SECTIONS

Coca-Cola wins case on tree its driver destroyed

Justice George Ongondo found the case wanting as Michael Otieno, Walter Opiyo, and Evance Otieno drafted it as a constitutional issue. [iStockphoto]

The Environment and Lands Court has dismissed a case filed by three men seeking orders to compel an international soft drinks manufacturer to re-plant a tree destroyed in 2017.

Justice George Ongondo found that the case against Coca-Cola Company, Kisii Bottlers, and Almasi Ltd wanting.

The judge said that although Michael Otieno, Walter Opiyo and Evance Otieno had cited the Constitution, they could not justify how a destroyed tree became a dispute invoking the court’s powers to interpret Kenya’s supreme law.

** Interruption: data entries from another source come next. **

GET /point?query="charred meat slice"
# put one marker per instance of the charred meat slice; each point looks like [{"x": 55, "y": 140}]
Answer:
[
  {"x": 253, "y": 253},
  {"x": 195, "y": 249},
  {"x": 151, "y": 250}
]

“I'm of the considered view that the petitioners have not met the threshold of a constitutional petition. Therefore, they are not entitled to the remedies sought in the petition… So, how does this become a constitutional matter? ” said Justice Ongondo.

The three told the court that Coca-Cola’s lorry destroyed the sycamore fig tree, know as bongu in dholuo.

The petitioners had also named Azimio la Umoja One Kenya Coalition Party leader Raila Odinga as an interested party, claimed he planted the tree on August 2, 2014, at Bunge la Wenye Nchi Grounds in Homa Bay.

According to Opiyo, Otieno, and Evance, the driver who destroyed the tree while reversing had promised to replace it. However, they said, he brought a different tree.

They claimed that efforts to have the same kind of tree replanted bore no fruit.

Justice Ongondo observed that the parties in the case had initially agreed to resolve the case through an alternative dispute resolution mechanism.

However, they never came to an amicable resolution.

In their reply, the accused argued that there was no constitutional issue that had been raised. 

According to Almasi’s chief human resources officer Timothy Muthini, the case was more about the value of the sycamore trees, not a constitutional dispute.

He said that Almasi had offered Sh68,000 to buy, plant and maintain another tree.